We on this side will, year after year, day after day, week after week, defend workers' rights and we will do everything that we can to ensure that their pay and conditions are preserved. We don't want to see penalty rates taken away. We don't want to see changes to part-time workers. Because if you do not have a full-time job or a job that has legitimacy so that you can go and apply for a bank loan, you're not helping the economy. The government is stifling people's opportunities to buy their own home.
The day-to-day stress that's placed on so many workers in this country with the casualisation and the underemployment in this country is abuse of these workers. That's not doing anything to actually build our economy. If you want to come out of this COVID-19 pandemic and you want to rebuild the economy and get people back working, that's certainly not the way to go about it. But what we've seen, time and time again, is an attack on the most vulnerable workers. We know, whether you're talking about hospitality, retail, aged care or disability, the majority of those workers are women. So you're hitting women again and again and again.

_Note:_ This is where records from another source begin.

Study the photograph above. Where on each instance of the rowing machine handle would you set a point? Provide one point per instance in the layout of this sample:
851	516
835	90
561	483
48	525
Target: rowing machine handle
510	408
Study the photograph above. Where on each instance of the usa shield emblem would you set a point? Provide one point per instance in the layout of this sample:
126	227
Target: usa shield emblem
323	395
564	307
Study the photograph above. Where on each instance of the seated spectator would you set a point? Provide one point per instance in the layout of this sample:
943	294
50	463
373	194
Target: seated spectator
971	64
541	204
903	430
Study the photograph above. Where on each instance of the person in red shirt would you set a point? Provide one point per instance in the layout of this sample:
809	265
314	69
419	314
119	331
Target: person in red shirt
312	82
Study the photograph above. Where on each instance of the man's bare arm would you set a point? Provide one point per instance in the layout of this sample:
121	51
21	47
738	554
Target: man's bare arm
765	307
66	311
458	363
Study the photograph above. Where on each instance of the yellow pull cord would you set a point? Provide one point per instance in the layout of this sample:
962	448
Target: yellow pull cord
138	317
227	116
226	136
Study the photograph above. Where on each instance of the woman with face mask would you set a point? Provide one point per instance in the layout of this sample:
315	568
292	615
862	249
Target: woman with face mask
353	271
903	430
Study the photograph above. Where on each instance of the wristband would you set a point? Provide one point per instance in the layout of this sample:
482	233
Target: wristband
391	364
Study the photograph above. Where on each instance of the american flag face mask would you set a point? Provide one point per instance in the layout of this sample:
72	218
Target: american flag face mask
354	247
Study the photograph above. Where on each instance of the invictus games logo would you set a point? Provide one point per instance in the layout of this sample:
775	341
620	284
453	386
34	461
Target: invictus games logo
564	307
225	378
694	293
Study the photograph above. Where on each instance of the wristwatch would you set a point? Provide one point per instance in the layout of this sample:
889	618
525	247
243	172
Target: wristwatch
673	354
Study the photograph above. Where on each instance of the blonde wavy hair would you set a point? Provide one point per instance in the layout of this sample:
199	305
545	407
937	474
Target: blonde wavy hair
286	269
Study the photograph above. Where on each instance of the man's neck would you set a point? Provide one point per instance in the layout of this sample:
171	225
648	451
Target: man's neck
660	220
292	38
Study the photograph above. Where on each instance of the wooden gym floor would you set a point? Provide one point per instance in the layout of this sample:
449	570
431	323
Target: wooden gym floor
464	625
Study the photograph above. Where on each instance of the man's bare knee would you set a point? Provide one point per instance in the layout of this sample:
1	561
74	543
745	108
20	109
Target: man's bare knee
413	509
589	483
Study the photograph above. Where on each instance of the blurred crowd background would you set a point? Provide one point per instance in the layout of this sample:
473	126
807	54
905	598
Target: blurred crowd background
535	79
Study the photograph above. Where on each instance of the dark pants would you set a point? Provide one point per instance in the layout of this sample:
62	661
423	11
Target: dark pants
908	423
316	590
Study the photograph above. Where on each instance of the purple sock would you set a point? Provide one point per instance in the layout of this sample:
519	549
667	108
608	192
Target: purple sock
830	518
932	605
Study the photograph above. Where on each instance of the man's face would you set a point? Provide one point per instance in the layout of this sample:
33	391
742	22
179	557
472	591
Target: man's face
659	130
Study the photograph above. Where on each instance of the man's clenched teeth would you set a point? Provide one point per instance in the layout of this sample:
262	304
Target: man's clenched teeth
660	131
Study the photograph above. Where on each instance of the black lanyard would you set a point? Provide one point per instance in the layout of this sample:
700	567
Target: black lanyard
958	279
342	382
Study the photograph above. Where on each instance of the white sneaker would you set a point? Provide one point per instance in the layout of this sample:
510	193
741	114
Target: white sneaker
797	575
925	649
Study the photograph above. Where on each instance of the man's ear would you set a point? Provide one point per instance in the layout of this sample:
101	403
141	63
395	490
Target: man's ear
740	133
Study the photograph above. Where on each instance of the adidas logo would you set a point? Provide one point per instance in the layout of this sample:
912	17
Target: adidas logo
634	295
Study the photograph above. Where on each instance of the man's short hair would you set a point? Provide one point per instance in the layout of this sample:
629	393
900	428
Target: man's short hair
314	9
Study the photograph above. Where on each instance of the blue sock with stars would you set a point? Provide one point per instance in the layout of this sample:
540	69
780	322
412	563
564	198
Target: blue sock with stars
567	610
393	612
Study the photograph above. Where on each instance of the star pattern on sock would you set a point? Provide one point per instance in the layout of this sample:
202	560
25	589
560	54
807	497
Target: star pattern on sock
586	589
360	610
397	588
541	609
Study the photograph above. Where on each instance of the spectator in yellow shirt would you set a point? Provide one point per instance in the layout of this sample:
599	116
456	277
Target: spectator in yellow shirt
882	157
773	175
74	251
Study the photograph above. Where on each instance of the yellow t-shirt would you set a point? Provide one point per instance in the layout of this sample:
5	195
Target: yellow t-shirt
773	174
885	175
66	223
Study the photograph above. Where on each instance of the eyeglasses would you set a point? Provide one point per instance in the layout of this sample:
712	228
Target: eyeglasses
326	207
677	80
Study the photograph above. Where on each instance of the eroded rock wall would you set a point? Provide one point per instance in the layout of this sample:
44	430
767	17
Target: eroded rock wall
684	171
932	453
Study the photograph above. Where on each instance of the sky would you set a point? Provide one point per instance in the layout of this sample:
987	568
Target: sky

You don't want to increase superannuation for Australian workers. Once again, who are those in our community that are going to be hardest hit? And you want to change and lower the wages for those sectors that I've outlined already, which means women are again going to be the most disadvantaged, not only in their take-home pay and the amount of hours that they're going to have to work; just as importantly, you're attacking superannuation. We already know the majority of women in this country do not have enough money to retire on. That's your legacy. That's the Liberals' legacy. That's the DNA of the Liberal government, the Liberal coalition. That's what they are about.
If you want to build a strong economy and you want to build a strong, highly skilled workforce, then don't attack workers and try and take money away from them. You should be investing in TAFE, for instance, so we can skill up Australian workers so people can go and retrain when there are changes in their work environment. But what we see, time and time again, is rhetoric by those opposite coming in here. They want to drag up and vilify unions, when in fact every Australian worker needs to be a member of a union, and there's no more important time than right now, because you need their protection.